Don't Let Enterprise Storage Shortage Ruin Your Day
One of the main concerns of IT industry today is shortage of storage. Being a vital component, storage orchestrates the successful running of a business. There are many different types of storage services, rated on different basis like security measures, access speed, and expandability. Shortage of storage capacity is a big hindrance to organizations as there is continuous influx of data and opting for unreliable storage can result in security repercussions for organizations.
Established organizations prioritize storage maintenance and have teams dedicated to handle their files and data. There are rarely ever such scenarios where large enterprises witness a shortage of storage. But these are the so called tech giants. What about medium and small companies and start-ups?
Smaller businesses usually have a fraction of the storage capacity as that of the bigger and more established enterprises.
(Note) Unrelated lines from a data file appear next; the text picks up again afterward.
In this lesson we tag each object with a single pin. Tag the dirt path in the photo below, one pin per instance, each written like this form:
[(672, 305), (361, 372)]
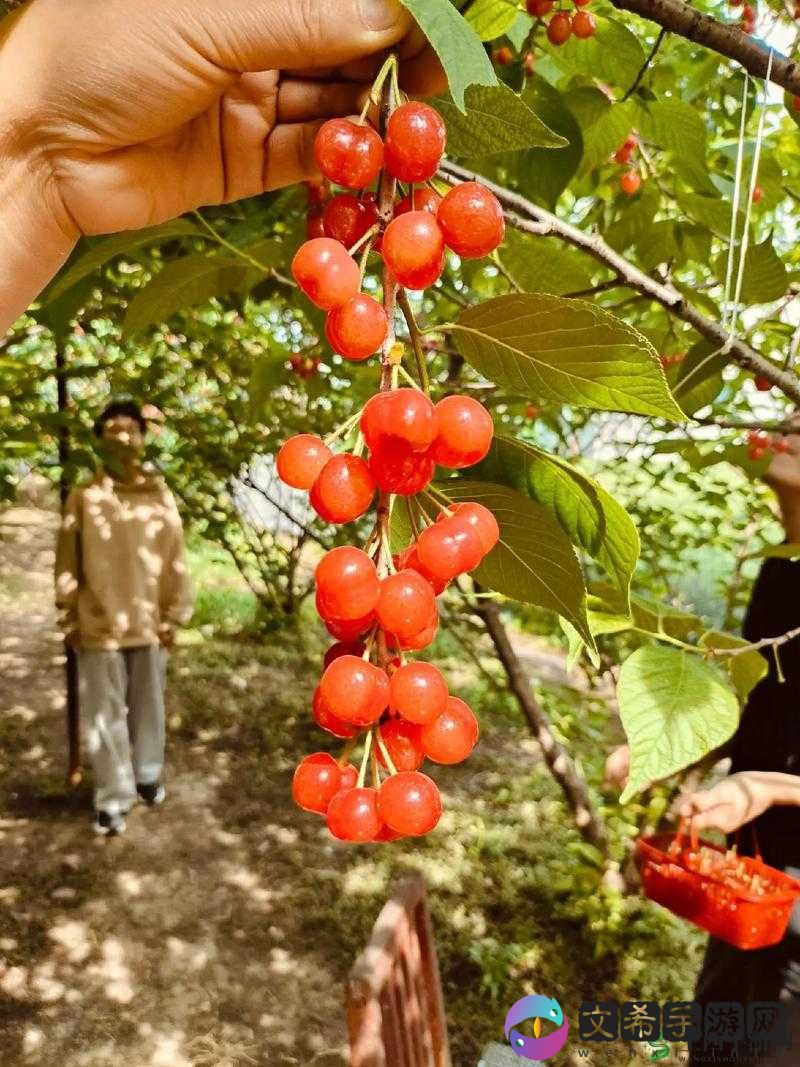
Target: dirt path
[(175, 945)]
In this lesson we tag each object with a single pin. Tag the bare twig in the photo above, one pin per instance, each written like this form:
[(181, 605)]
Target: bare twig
[(531, 219)]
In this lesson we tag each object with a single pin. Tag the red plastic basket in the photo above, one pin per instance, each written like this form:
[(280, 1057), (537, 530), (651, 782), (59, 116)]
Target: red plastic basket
[(748, 916)]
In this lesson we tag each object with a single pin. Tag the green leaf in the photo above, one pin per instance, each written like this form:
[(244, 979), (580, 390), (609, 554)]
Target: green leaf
[(104, 251), (496, 120), (457, 45), (700, 377), (491, 18), (543, 264), (564, 351), (533, 561), (589, 515), (540, 174), (675, 709), (745, 670), (612, 56), (193, 280)]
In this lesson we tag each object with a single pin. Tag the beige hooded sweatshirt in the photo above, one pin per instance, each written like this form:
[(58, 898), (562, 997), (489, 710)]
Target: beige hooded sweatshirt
[(120, 566)]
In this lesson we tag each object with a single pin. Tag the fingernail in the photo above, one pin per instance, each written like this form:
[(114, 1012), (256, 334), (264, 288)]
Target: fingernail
[(381, 14)]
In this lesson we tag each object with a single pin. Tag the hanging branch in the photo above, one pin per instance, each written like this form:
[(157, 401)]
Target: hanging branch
[(528, 217), (721, 37)]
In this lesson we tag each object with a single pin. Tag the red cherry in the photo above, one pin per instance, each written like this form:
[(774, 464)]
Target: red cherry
[(357, 329), (347, 630), (482, 522), (326, 720), (559, 28), (629, 182), (402, 741), (352, 815), (325, 273), (314, 225), (405, 414), (418, 693), (406, 604), (344, 489), (414, 249), (342, 649), (301, 459), (410, 558), (348, 154), (419, 200), (472, 220), (450, 547), (584, 25), (397, 468), (352, 689), (347, 219), (452, 736), (414, 143), (348, 583), (410, 803), (465, 431), (316, 782)]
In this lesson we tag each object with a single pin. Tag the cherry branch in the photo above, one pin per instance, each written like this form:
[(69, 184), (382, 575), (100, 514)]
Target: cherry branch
[(530, 219), (721, 37)]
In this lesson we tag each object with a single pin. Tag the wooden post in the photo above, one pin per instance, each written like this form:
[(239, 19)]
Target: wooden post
[(73, 710)]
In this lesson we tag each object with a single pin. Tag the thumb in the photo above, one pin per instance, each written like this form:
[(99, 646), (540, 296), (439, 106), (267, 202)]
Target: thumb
[(244, 35)]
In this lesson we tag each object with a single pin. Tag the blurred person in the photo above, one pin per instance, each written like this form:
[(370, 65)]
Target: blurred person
[(122, 588)]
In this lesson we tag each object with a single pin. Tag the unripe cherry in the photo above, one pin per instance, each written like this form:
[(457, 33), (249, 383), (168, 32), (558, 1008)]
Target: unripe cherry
[(410, 803), (481, 520), (406, 604), (403, 743), (301, 459), (418, 693), (353, 690), (419, 200), (347, 583), (325, 273), (452, 735), (344, 489), (352, 815), (326, 720), (397, 468), (584, 25), (357, 329), (465, 431), (559, 28), (405, 414), (316, 782), (414, 249), (348, 153), (414, 143), (347, 218), (472, 220), (449, 548)]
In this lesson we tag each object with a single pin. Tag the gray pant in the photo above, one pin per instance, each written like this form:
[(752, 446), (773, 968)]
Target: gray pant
[(122, 697)]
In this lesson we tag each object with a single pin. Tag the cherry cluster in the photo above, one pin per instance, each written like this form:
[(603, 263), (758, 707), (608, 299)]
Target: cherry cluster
[(760, 443), (381, 606)]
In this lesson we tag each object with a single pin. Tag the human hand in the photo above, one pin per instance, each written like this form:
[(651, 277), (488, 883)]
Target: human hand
[(133, 113), (733, 801), (618, 768)]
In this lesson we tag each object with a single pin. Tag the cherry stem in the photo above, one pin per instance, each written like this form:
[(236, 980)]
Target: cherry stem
[(385, 753), (365, 759)]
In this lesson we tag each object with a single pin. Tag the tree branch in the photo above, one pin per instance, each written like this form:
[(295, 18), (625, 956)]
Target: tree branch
[(531, 219), (721, 37)]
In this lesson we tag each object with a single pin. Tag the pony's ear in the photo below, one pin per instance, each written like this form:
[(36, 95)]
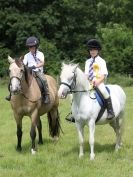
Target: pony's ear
[(10, 60), (76, 66), (21, 58), (63, 64)]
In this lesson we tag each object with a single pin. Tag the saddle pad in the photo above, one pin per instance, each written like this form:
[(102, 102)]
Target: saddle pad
[(100, 98)]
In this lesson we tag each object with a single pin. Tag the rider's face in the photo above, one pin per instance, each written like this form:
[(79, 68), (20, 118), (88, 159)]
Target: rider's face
[(93, 52), (32, 49)]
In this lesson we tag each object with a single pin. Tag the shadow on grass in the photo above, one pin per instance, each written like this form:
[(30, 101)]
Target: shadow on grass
[(26, 147), (98, 148)]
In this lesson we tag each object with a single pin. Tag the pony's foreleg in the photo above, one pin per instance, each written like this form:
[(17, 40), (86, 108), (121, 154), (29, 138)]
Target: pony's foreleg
[(34, 120), (80, 130), (91, 139), (19, 131), (39, 127), (118, 128)]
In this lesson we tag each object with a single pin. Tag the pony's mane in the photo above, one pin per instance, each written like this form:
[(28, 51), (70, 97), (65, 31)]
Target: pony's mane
[(82, 79), (27, 73), (18, 63)]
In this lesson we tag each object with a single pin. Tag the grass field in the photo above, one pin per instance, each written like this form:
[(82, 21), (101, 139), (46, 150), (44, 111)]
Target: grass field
[(61, 159)]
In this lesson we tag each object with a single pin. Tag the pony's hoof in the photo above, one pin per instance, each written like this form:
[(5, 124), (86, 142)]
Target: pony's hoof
[(19, 149), (117, 147), (92, 156), (40, 142), (33, 152), (81, 155), (55, 138)]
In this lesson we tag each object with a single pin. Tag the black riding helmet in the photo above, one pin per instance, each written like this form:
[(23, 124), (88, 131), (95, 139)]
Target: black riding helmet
[(94, 44), (32, 41)]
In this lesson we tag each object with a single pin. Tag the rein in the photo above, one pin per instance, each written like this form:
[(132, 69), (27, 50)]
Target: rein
[(21, 92), (77, 91)]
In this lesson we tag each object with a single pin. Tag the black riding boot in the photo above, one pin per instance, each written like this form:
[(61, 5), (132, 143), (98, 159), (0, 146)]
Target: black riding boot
[(8, 98), (44, 90), (46, 93), (109, 108)]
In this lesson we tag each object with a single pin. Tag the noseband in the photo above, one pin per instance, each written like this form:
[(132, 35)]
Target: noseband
[(72, 85)]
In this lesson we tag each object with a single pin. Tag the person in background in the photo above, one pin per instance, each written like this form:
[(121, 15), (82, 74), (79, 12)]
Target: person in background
[(94, 47), (34, 60)]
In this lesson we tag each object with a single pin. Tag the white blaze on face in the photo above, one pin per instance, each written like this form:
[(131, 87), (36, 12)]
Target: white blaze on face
[(67, 78), (14, 74)]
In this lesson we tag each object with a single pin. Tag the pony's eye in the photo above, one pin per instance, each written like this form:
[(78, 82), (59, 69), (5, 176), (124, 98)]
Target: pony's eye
[(8, 71), (21, 70)]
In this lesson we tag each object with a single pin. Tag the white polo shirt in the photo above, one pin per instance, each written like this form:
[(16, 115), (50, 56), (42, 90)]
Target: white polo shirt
[(31, 60), (101, 63)]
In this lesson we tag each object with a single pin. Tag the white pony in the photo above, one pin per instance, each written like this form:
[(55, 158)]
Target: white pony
[(85, 109)]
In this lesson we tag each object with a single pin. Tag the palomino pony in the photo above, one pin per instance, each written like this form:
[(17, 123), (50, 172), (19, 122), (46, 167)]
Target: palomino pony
[(26, 101), (85, 108)]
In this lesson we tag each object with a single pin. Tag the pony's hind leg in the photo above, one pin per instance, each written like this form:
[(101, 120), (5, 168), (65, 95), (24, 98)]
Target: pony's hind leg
[(39, 127), (80, 129), (19, 131), (91, 140), (54, 123), (118, 128), (34, 120)]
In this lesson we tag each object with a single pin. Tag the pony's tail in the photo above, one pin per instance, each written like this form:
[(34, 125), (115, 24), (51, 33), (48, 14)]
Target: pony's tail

SMBs to have a department dedicated to handling storage is out of the question, chiefly because of the cost, but also the lack of experienced workforce. What happens when no one maintains the storage and data keeps accumulating? It won’t be long before they run out of data storage space.
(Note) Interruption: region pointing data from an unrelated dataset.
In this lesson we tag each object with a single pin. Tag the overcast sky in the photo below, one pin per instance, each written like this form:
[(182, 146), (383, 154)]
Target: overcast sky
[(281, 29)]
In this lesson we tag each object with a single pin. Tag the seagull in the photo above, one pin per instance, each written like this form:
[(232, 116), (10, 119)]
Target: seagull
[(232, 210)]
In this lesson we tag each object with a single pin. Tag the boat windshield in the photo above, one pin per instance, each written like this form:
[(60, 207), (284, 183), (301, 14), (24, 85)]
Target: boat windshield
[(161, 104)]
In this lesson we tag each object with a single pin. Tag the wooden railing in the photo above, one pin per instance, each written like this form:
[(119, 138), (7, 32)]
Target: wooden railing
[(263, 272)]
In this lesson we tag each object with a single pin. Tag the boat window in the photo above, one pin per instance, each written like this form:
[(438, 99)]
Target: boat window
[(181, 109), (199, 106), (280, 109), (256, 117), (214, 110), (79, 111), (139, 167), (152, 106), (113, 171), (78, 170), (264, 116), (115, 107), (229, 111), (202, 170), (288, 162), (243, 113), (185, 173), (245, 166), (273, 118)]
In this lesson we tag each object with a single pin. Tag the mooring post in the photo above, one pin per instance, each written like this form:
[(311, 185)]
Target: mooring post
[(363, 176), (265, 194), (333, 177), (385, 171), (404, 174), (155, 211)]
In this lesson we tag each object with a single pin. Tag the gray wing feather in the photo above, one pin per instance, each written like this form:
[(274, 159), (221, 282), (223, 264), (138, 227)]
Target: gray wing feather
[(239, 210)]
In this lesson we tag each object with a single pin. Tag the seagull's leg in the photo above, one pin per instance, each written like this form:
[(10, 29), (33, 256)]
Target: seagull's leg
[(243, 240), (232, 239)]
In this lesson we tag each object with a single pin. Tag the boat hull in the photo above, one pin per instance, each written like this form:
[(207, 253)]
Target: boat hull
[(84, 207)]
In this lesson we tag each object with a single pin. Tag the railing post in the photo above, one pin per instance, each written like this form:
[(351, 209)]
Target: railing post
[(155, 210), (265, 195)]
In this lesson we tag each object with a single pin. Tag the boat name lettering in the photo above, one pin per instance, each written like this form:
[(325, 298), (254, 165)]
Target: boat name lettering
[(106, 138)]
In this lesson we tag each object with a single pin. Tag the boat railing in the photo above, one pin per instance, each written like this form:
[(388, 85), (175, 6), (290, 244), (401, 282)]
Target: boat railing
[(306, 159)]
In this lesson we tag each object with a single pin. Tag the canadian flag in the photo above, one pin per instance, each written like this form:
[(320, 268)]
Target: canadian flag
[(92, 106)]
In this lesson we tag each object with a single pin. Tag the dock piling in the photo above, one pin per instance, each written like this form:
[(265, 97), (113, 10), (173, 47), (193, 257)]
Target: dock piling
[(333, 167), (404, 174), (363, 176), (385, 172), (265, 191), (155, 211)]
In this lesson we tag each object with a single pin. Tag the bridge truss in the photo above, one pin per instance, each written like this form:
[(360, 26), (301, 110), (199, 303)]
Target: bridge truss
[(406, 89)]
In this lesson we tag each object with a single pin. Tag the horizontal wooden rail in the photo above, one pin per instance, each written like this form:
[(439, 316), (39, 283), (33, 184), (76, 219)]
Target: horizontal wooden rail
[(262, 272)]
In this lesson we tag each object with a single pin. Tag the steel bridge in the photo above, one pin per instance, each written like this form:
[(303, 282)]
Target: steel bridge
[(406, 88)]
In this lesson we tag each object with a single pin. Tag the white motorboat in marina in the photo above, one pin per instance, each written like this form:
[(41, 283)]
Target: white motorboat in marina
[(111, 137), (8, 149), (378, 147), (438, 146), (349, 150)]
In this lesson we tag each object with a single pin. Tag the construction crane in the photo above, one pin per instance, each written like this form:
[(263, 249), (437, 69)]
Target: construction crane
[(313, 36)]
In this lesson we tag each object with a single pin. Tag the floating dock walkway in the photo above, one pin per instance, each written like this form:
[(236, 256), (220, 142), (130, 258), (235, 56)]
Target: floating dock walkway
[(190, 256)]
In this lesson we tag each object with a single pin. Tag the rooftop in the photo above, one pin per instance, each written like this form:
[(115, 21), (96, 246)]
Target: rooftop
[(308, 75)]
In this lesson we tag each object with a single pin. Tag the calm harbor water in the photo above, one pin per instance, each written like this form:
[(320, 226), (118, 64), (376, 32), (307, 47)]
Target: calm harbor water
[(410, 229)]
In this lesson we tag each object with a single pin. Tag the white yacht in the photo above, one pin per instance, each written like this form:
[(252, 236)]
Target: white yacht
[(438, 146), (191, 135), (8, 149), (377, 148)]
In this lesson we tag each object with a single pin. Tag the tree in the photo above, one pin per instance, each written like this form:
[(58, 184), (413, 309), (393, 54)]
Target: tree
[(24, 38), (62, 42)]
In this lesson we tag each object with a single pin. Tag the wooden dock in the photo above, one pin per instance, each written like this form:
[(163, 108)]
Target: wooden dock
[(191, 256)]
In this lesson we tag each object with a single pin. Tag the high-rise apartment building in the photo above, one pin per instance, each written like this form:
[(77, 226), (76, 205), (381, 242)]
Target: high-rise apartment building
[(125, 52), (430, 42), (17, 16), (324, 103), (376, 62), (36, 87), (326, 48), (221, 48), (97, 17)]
While the company might be in a fix under such circumstances, there are a few solutions that can mitigate these problems. The first and foremost option for organizations is to leverage reserve capacity. Reserve storage is the threshold at which indicators point to a shortage of space. This storage, like the reserve fuel in a vehicle, is for emergency purposes only. It can be used but in most cases, it affects the performance and stability of the system.
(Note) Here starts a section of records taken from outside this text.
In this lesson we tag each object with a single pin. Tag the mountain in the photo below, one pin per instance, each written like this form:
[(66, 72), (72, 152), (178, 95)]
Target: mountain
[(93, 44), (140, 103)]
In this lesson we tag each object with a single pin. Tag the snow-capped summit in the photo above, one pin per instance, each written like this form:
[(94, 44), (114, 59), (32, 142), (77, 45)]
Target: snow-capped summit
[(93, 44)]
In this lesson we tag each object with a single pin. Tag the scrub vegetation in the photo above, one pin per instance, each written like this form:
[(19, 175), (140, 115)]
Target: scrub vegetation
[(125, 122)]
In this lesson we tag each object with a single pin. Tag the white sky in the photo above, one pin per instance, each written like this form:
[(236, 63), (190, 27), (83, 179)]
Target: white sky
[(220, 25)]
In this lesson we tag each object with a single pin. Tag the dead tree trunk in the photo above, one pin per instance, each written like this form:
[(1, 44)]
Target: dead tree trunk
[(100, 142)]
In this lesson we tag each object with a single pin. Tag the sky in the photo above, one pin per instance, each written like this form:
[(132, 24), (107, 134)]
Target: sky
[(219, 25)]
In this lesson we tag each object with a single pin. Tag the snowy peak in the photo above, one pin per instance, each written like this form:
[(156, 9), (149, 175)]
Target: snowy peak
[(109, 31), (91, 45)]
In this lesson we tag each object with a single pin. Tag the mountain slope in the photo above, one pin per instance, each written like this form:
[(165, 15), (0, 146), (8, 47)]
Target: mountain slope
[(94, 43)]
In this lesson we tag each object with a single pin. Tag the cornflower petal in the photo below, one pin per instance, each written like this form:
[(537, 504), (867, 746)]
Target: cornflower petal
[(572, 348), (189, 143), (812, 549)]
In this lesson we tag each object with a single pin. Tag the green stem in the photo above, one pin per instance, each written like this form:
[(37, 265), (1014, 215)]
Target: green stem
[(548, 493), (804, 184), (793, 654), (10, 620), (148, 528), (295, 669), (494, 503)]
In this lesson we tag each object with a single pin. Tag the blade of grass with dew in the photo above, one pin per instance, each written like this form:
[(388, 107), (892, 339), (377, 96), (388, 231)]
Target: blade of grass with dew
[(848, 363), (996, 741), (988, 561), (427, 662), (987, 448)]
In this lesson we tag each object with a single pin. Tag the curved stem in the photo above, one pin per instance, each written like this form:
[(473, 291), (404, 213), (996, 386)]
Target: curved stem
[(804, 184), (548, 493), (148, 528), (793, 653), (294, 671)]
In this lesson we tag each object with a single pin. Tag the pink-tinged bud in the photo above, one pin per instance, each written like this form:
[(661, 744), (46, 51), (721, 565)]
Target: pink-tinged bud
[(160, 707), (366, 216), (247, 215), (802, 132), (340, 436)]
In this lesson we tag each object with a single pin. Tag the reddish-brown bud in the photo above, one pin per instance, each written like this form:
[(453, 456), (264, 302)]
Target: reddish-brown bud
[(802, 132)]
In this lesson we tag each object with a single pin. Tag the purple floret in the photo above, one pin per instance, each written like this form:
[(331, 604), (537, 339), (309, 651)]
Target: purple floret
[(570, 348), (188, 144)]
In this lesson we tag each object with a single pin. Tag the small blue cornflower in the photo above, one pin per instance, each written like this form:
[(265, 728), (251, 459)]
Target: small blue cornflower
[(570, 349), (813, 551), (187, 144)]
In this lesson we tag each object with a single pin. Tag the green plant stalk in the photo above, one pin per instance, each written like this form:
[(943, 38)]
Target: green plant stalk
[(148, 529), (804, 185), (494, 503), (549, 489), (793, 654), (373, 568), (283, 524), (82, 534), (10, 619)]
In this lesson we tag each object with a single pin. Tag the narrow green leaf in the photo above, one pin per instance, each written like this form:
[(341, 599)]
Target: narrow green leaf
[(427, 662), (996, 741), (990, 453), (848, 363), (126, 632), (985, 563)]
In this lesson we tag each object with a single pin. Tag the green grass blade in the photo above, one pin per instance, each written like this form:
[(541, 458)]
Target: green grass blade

So in times of emergency, while new data is being stored in reserve storage, one can concurrently free up primary disk space by removing unwanted and unused data. Once this is done, the reserve storage can be restored. But this process can be disruptive as identifying data to be removed is tricky—removing pre-installed software that is an integral part of the system will affect system stability. Administrators must carefully identify the data or files to be removed, which is a process tedious. One can also try pruning or compressing the files to reduce the space they occupy. The important aspect to keep in mind is that this is a temporary process and organizations should find solutions to increase their storage capacity.
Organizations can always buy more storage devices, but there are a number of issues to be wary of. First, there is no assurance that the specifications they need will match the budget. Second, even if it does, there will be a question of whether or not the company’s environment and floor space will support the extra storage drives. And there is also the additional cost of upgrading software that the companies have to take into account.
Firms can also opt for storage-on-demand services, also referred to as utility storages. These storage systems are generally of three types: on-demand, internal utility, and off-site. With on-demand storage, vendors install storage systems configured with more capacity than is needed and users "turn on" additional capacity when required. In case of Internal utility, the IT department pools its storage resources and adds the components necessary to internally administer the storage to the company’s business units based on the demand. And lastly, off-site storages—service providers render off-site storage facilities, typically based on a lease arrangement with SLAs that guarantee quality of service.
Cloud-enabled network cache is another option available to companies. Additionally, there are vendors that offer all-flash network caches that move data to a secure cloud storage location. The addition of a small flash array to existing infrastructure will enhance the system performance.
As it stands, there are a number of options for the smaller businesses to tackle the storage issues, but each has its own pros and cons. It is for firms to analyze their individual needs and deploy the right solution. Everything needs to be taken into perspective here as they need to consider the environment they operate in, the capital they are willing to invest, and also the workforce or more precisely their knowledge force. Whatever their decision, the firms would do well to have a storage capacity plan in place to avoid any undesirable business impact.